Может быть, если бы Сережка что-нибудь рассказал, ему стало бы легче. Но он не любил рассказывать. Я никогда не встречал людей с такой странной манерой разговаривать. Он мог думать, спорить, развивать теории,
которые только что пришли ему в голову, но очень редко рассказывал о себе, о книгах или вообще о чем-нибудь. Может быть, оттого мне никогда не надоедало говорить с ним — он был самый интересный собеседник на свете. Ведь посмотришь — все люди вокруг что-то рассказывают, рассказывают, и тебе приходится слушать, дожидаясь своей очереди рассказывать…Там, на мосту, мне помнится, Сережка говорил о разочаровании и поражении, о том, как их понимать и как принимать. Ему отчего-то было очень грустно в этот субботний вечер. Я хорошо запомнил — это было в субботу, потому что мне сразу пришло в голову: «Я разрешаю себе лишь баскетбол, субботний вечер и перемены. Нет, перемены — это роскошь». На переменах он сидел, уткнувшись в книгу или куда-то уходил, где можно было остаться одному, — как уходил он по вечерам из лагеря в лес. Просто — думать. И долгое время все наши прогулки с ним совершались именно под выходной. Каждый раз, когда он в субботу предлагал: «Пойдем походим?» — мне становилось и радостно и жутко. Я всегда немножко пугаюсь, когда вижу проявление слишком упорной воли.
— Давай переберем все виды поражений, какие только могут быть, — начал Сережка.
— Побили в драке, — сказал я.
— Так, поражение в драке. Это не поражение. В следующий раз ты положишь на лопатки.
— А если тебя все время бьют и ты боишься драться? — спросил я.
— Вот это действительно поражение. Смотри, как интересно… Может быть, поражение только тогда настоящее, когда оно вызывает страх, окончательный отказ от чего-то? Скажем, от надежды? От надежды победить…
— Ну да! — обрадовался я. — Можно и сдаться, и уступить, но обязательно с надеждой и с уверенностью, что в следующий раз победишь, что все равно будет твой верх…
— Значит, пока есть надежда — не мечта, а надежда, — поражению нет места.
— Но так можно промечтать всю жизнь, — сказал я и немножко испугался: не лишнее ли я сказал? Не поймет ли Сережка эти слова как намек?
— Да, пожалуй… Надо ввести еще какое-то условие, — согласился Сережка. Он явно увлекся. Стоило ему начать размышлять, как он оживился и даже выглядел теперь не таким усталым.
Мы добрались до его дома в Курбатовском переулке часов в десять. Сережка пригласил меня зайти. Я поколебался. Поздно.
— Не поздно, — тихо сказал Сережка.
Ему не хотелось оставаться одному.
«Ладно, с мамой моей как-нибудь объяснюсь», — подумал я. Мне было ужасно интересно побывать у Сережки.

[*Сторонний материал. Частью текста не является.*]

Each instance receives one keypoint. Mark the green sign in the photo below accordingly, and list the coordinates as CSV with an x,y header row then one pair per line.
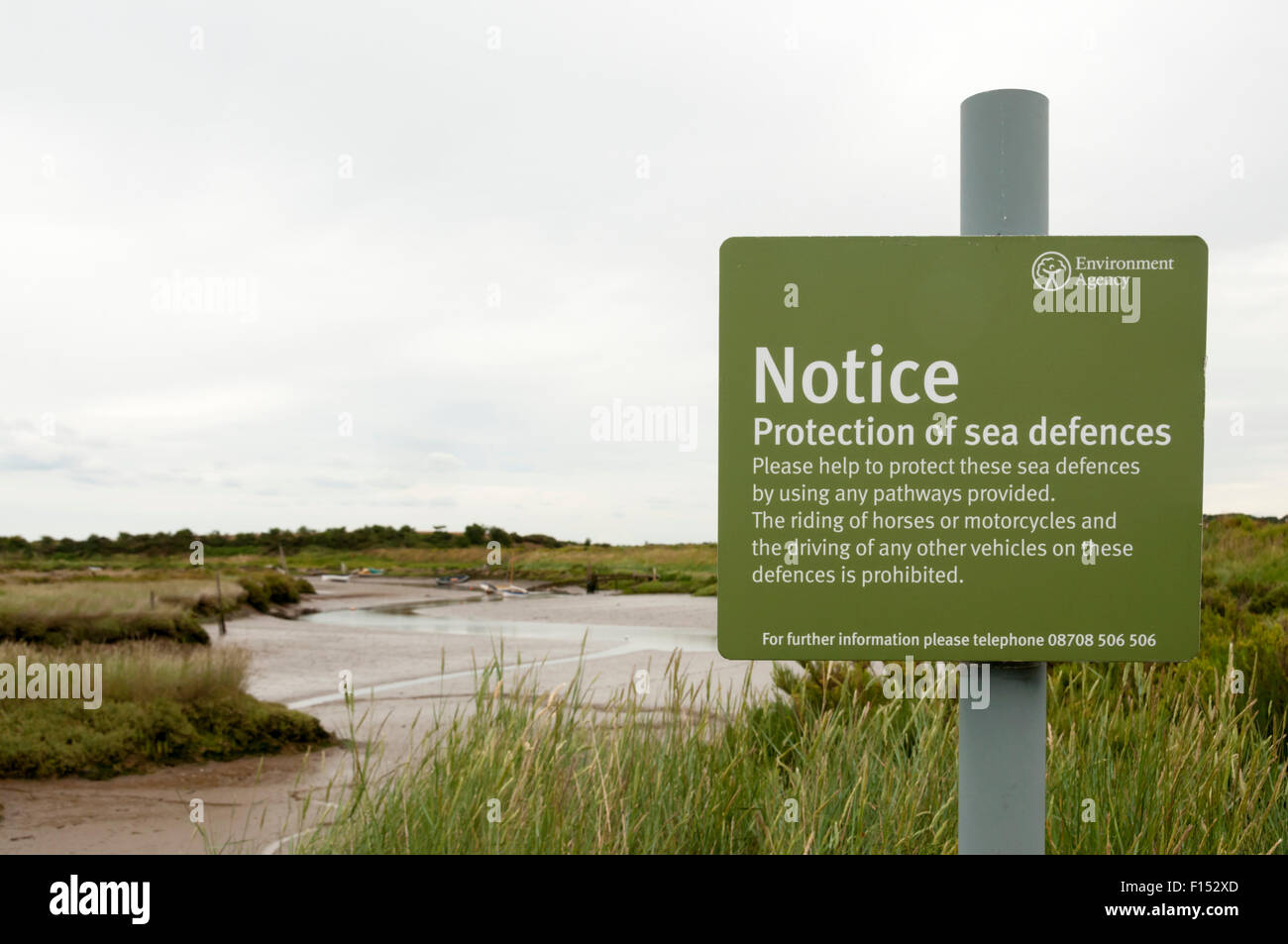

Разины жили в старом, еще до революции построенном, массивном трехэтажном доме с фигурной кирпичной кладкой. Их квартира на третьем этаже была, вообще-то говоря, предназначена для одной большой семьи. Коридор вел в просторную кухню, а еще дальше, за кухней, была маленькая комнатушка для прислуги. Теперь квартира была коммунальной, в кухне впритык стояли две газовые плиты и с десяток кухонных столов разной высоты. Разиным принадлежали две комнаты: одна большая, у самого входа, налево, я почти не бывал в ней, а другая — вот та, маленькая, за кухней, что для прислуги.

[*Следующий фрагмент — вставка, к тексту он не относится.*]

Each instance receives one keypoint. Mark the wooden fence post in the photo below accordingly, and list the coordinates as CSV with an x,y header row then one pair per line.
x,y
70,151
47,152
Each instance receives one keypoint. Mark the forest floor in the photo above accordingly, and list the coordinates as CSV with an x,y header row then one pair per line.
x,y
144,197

Раньше, когда отец Сережки кончал заочный институт, в маленькой комнатке жил и занимался он. Это продолжалось долго. Отец закончил институт уже под сорок. Сколько Сережка помнил себя, ему было запрещено появляться в маленькой комнате по вечерам. Там сидел за столом отец. Учиться ему было трудно, он часто уезжал в командировки (отец Сережки был взрывник, он строил железные дороги). А когда он наконец получил диплом и это событие шумно, с приглашением множества незнакомых Сережке людей отпраздновали, отец переселился в большую комнату, а маленькую отдали Сережке.